Pénis dentro de um tubo de ensaio é roubado das mãos de Rael por um corvo. Rael corre em perseguição ao corvo, mas seu Irmão john decide não se arriscar e fica para trás, Rael está de novo sozinho.
O corvo passa por um túnel deixando cair o tubo logo a seguir a uma falésia e este caindo dentro de água (é a fecundação das águas, num novo Génesis, após o Espírito – em ave - ter também as sobrevoado). É um rio.
Rael acompanha o rio lá de cima, caminhando à beira do desfiladeiro. Subitamente, no céu, uma janela abre-se e revela-lhe a Broadway, já sem a luz de outroura, onde para se ser uma estrela os passos a dar eram outros. Nesse momento, para Rael, claro, tudo isso já não tem qualquer significado. Passado esse último teste de tentação, Rael entretanto vê que o seu irmão John está no fundo do desfiladeiro, sendo arrastado pela água (“Rapids”) que corre com imensa força e, sem hesitar, salta do precipício para o salvar. Rael, neste último acto de amor pelo próximo e de pura fraternidade, está prestes a demonstrar que é pela dádiva desinteressada que se alcança a Liberdade.
Rael estica o braço conseguindo alcançar John e são dramaticamente arrastados pelos rápidos quase se afogando e, após um imenso esforço num local onde já estavam a salvo em águas calmas, se dá o climax da história, Rael olha para John e não vê seu irmão, mas sim a sua própria cara!

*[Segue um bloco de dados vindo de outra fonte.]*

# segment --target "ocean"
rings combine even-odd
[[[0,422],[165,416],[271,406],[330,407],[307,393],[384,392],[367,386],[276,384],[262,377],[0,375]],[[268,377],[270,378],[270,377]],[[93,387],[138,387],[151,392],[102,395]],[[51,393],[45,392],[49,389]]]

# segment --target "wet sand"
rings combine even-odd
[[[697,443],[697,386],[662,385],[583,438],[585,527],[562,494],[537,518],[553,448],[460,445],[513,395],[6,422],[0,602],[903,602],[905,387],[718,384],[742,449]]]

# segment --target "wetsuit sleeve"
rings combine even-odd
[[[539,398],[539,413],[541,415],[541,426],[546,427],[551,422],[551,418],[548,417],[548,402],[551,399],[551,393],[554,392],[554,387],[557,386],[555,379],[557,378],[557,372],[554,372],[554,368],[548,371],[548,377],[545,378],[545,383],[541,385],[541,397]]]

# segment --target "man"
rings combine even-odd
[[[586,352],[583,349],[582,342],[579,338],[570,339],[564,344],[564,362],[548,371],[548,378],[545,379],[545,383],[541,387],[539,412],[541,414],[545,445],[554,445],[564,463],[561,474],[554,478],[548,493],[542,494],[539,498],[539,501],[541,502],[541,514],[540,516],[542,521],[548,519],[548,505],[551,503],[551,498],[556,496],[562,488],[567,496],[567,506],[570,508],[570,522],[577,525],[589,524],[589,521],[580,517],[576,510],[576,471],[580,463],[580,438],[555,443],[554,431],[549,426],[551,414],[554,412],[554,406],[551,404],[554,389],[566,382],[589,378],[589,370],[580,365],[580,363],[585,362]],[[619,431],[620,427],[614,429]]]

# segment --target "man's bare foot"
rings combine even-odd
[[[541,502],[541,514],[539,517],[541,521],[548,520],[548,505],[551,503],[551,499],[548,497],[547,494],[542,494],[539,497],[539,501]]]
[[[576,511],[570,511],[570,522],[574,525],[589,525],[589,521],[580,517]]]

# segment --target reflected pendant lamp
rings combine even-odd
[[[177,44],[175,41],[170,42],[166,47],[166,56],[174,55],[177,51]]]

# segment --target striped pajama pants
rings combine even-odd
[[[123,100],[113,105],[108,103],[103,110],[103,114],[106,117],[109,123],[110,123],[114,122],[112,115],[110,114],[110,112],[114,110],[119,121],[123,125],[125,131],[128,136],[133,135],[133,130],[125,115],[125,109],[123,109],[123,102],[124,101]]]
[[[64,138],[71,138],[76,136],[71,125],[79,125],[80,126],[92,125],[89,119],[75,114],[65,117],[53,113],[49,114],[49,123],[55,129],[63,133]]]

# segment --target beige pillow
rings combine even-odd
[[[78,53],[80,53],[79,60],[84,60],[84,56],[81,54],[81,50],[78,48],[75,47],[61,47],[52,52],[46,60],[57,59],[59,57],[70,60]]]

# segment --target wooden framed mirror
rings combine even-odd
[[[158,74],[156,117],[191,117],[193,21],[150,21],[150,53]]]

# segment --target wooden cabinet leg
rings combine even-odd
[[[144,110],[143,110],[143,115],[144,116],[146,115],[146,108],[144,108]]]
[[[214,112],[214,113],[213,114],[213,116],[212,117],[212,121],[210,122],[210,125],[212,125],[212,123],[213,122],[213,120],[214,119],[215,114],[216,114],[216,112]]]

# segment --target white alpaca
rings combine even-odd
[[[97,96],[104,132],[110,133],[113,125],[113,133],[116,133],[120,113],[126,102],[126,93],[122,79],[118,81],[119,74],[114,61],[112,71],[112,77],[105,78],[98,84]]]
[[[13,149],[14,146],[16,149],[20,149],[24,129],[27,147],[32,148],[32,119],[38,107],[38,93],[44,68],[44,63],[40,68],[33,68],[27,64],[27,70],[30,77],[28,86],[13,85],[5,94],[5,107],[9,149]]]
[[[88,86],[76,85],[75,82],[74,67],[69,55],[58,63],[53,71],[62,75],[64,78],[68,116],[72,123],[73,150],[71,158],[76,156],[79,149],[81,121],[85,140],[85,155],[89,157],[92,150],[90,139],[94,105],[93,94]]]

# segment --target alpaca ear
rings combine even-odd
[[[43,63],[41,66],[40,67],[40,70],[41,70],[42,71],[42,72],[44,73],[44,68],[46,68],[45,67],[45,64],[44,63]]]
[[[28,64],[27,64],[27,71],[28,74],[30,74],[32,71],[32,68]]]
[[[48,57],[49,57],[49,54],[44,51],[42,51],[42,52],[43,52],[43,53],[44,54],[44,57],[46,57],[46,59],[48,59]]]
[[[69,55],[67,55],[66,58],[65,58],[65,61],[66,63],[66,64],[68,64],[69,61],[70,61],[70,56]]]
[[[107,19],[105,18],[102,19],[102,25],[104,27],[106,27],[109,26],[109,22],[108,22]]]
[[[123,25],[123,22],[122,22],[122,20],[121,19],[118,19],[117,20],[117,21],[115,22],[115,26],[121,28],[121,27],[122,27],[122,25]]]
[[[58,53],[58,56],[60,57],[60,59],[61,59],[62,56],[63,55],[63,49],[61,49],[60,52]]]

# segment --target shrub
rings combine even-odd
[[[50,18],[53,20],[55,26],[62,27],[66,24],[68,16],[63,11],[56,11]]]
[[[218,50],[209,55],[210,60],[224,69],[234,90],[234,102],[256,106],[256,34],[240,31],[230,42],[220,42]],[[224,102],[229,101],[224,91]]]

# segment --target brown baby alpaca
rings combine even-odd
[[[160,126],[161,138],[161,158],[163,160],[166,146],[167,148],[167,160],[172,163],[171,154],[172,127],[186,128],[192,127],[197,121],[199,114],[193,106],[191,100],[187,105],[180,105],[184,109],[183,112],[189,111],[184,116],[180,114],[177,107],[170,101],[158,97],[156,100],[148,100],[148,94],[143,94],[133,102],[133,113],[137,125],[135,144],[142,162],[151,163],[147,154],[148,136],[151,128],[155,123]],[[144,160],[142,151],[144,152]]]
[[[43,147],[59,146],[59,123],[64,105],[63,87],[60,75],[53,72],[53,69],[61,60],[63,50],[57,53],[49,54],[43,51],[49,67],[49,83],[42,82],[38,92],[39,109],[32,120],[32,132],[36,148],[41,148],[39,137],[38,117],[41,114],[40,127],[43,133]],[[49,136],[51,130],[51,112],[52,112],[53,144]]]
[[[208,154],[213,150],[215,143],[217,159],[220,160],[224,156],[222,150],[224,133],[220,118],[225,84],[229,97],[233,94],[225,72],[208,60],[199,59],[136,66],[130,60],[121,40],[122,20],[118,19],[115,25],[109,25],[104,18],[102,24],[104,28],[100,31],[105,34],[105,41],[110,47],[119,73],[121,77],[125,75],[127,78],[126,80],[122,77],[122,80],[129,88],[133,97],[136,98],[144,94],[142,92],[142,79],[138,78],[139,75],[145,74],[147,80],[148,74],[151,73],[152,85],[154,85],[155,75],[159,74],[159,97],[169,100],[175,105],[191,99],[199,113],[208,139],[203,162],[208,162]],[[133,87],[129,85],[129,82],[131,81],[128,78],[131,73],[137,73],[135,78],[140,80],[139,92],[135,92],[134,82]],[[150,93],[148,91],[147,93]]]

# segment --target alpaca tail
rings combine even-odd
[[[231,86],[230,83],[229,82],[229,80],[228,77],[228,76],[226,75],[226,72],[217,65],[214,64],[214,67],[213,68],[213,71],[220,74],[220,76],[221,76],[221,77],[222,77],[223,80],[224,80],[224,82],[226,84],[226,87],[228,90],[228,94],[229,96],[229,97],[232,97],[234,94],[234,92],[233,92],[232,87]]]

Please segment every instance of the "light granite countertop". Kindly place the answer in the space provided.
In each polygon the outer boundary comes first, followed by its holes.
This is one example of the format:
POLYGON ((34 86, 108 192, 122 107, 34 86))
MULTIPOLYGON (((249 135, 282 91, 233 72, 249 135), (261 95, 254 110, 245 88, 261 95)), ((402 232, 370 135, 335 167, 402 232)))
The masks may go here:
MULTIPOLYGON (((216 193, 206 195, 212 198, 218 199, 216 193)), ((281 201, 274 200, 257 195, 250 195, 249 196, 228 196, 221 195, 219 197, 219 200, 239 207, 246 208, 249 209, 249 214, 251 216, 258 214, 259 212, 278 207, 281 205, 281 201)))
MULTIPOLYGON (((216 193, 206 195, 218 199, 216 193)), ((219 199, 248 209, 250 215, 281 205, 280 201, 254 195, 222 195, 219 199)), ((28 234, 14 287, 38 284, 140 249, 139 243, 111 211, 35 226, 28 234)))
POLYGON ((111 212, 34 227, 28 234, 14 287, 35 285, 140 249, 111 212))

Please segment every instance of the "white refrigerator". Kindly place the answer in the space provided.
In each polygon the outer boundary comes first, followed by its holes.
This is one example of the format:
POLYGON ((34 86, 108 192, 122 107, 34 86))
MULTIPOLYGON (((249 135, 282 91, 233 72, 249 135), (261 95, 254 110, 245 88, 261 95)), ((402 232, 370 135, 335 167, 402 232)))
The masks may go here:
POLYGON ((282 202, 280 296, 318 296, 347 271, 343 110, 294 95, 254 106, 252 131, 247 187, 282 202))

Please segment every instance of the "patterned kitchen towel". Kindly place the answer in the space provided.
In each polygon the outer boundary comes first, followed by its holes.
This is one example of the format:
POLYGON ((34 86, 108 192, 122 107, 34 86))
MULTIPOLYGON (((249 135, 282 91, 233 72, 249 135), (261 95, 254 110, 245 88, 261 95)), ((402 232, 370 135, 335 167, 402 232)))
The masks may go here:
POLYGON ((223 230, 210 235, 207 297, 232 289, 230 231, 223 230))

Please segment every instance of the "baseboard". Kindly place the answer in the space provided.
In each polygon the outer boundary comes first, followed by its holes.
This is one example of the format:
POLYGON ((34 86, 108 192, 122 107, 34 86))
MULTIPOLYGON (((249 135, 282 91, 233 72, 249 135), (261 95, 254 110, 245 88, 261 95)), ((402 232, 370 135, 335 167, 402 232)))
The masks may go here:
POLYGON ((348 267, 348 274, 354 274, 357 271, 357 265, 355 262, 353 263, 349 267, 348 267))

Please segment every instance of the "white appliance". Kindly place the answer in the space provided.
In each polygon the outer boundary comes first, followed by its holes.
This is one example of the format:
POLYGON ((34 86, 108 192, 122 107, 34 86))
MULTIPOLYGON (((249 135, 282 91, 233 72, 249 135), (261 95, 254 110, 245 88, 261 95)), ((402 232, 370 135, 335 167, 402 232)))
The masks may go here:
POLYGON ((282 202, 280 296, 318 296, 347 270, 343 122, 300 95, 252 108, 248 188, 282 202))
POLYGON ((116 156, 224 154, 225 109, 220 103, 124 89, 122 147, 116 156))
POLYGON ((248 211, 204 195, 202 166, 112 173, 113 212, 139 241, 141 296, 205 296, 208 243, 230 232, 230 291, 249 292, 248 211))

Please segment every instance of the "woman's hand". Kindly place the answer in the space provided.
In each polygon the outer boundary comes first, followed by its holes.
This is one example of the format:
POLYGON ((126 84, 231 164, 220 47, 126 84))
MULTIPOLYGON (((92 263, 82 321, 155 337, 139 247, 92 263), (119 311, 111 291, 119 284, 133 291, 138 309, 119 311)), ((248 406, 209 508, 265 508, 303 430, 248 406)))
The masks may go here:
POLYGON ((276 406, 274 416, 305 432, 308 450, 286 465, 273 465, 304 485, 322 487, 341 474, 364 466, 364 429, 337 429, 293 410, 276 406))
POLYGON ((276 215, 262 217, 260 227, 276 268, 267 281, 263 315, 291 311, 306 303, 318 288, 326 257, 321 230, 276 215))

O momento do choque corresponde à elevação última e exponencial da sua consciência. É a transição espectacular da música "In The Rapids" para "It". O "It" é a realização total do ser que agora já não é Rael mas sim verdadeiramente Real. O Todo é compreendido pela expressão "It". Não há distinção entre as coisas. A Matriz, tal como no filme Matrix, fica compreendida. Rael foi o escolhido, tal como o Neo, o "Novo".